War Prompted First Innovation Cycle
Before recent advances in bionics and neurology accelerated the pace of prosthetic development, artificial limbs and support devices were constructed of wood, metal and various fibers. A wood and leather toe attached to a foot of an Egyptian mummy from as far back as 950 B.C. is considered by Smithsonian Magazine as the earliest example of a prosthetic device.
Over the centuries, the materials and shapes of prostheses changed — including a 16th century metal hand, pictured in Atlas Obscura, that looked like it was taken from a knight’s suit of armor — but expectations largely remained modest. These rudimentary substitutions offered little help with grasping objects and walking. They were also uncomfortable.

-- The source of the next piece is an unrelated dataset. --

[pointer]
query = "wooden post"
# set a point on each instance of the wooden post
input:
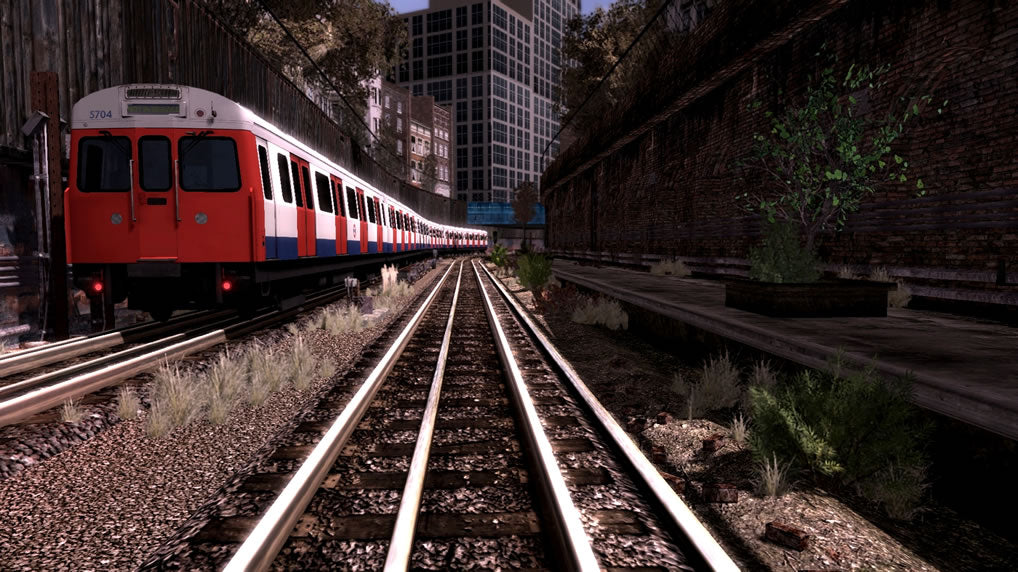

It’s widely accepted that the estimated 60,000 amputations performed on soldiers in the Civil War prompted science to improve prosthetics, according to the U.S. National Library of Medicine. Indeed, an artificial arm developed between the Civil War and World War I had a wrist that turned clockwise while the elbow bent, letting amputee veterans feed themselves. Artificial hands created after World War I featured movable fingers, said the BBC. Enhancements continued throughout the 20th century; plastics made for more flexible prostheses, and electronics were incorporated in an attempt to give amputees more control of them.
A Time of Rapid Advancements
Flash forward to this century, and prosthetics have reached a point where artificial hands and legs are more intuitive, comfortable and aesthetically pleasing. Amputees can more aptly grasp objects with prosthetic hands and rigorously compete in athletics with artificial legs. Microprocessors drive these improvements, making prosthetic limbs responsive and easy to control, while synthetics make limbs seem more like real flesh. And rapid prototyping has reduced the cost of prosthetic limbs.
“I’ve been amazed at how impactful rapid prototyping technology can be to the design process,” said Oscar Castillo, a Northrop Grumman engineering manager who leads the company’s FabLab in Redondo Beach, Calif. “Here at the FabLab, I’ve seen engineers leverage these technologies and their experience towards improving the lives of others with disabilities, from 3-D printed prosthetic hands to helping an artist with muscular dystrophy paint a little easier. It’s incredibly exciting and fulfilling work.”
Recent advancements are too numerous to completely cite here, but some innovative prosthetics include “power” knees that support climbing as well as bionic hands with motors in each finger to work off electronic signals, enabling responsive movement and gripping.
Science and Medicine Team Up
As The Engineer noted, prosthetic development focuses on two areas: refining current socket-based technology or creating new systems that directly integrate into the body. Integration tries to overcome the longstanding hurdle of artificial limbs being unable to communicate with the brain. U.K. company Cambridge Bio-Augmentation Systems is attempting the difficult step of integration by developing an interface that could be surgically implanted into the stump of an arm or a leg, where it would assimilate with bone and connect directly to nerves.
On that same track, MIT and Brigham and Women’s Hospital are hoping new treatments in medicine enable seamless integration of prosthetics and technology. Created by MIT and performed by Brigham and Women’s on a patient last year, a new surgery aims to pave the way for movement commands to be sent from the central nervous system to a robotic prosthesis.
A “Hero Arm” Builds Esteem
All these technological and scientific leaps also try to make amputees feel more confident with prosthetic limbs. Perhaps no product illustrates this more than Open Bionics’ Hero Arm, a 3D-printed prosthesis that, through its design, tries to make amputees feel like superheroes.
Luke Skywalker’s lifelike bionic arm isn’t here — yet. But prosthetic limbs are no longer uncomfortable, unseemly and unmanageable. They are helping amputees lead rich lives.